On May 12, 2020, we received an unsecured loan from South Atlantic Bank in the principal amount of $159,600 (the “SBA Loan”), under the Paycheck Protection Program (“PPP”), which was established under the recently enacted Coronavirus Aid, Relief, and Economic Security Act (the “CARES Act”) administered by the U.S. Small Business Administration. The intent and purpose of the PPP is to support companies, during the COVID-19 pandemic, by providing funds for certain specified business expenses, with a focus on payroll. As a qualifying business as defined by the SBA, we used the proceeds from this loan to primarily help maintain our payroll and cover our rent and utilities as we navigated our business through the lockdowns associated with the COVID-19 pandemic until our return to normal operations earlier in 2020.

 

The term of the note is two years, though it may be payable sooner in connection with an event of default under the note. The SBA Loan carries a fixed interest rate of one percent per year, and a monthly payment of $8,983, with the first payment due seven months from the date of initial cash receipt. Under the CARES Act and the PPP, certain amounts of loans made under the PPP may be forgiven if the recipients use the loan proceeds for eligible purposes, including payroll costs and certain rent or utility costs, and meet other requirements regarding, among other things, the maintenance of employment and compensation levels. We used the SBA Loan for qualifying expenses and have applied for forgiveness of the SBA Loan in accordance with the terms of the CARES Act. On April 28, 2021, the Company was notified by South Atlantic Bank that the SBA Loan was forgiven in full under the terms of the CARES Act. The company recorded the forgiveness as a gain on the forgiveness of the PPP loan of $159,600 on our condensed consolidated income statement.

 

The note balance as of September 30, 2021 and December 31, 2020 was $0 and $159,600, respectively.

 

PPP Loan – Submersible Systems, Inc.

 

On May 12, 2020, SSI received an unsecured loan from City National Bank in the principal amount of $116,160 (the “Submersible SBA Loan”), under the CARES act.

 

The term of the note is two years, though it may be payable sooner in connection with an event of default under the note.
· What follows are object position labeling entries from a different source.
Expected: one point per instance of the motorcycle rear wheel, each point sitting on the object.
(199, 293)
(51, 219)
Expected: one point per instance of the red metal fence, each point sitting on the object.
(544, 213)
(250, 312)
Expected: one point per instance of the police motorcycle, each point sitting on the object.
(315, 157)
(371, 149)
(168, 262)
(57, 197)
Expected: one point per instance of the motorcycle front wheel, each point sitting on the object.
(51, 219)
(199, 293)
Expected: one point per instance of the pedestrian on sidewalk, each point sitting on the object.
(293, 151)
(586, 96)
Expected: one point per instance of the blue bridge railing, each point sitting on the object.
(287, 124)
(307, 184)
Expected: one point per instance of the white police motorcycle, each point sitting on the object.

The Submersible SBA Loan carries a fixed interest rate of one percent per year, and a monthly payment of $6,925, with the first payment due seven months from the date of initial cash receipt. As part of the forgiveness application and directly related to the acquisition of SSI by the Company, SSI was required to place $121,953 in an escrow account until forgiveness is determined and City National Bank has been paid in full by the SBA. On October 15, 2021, the Company was notified by City National Bank that the Submersible SBA Loan was forgiven in full under the terms of the CARES Act. The restricted cash in escrow was released in full by the bank as a result of this forgiveness on November 8, 2021.

 

 

The note balance as of September 30, 2021 and December 31, 2020 was $116,160 and $0 respectively.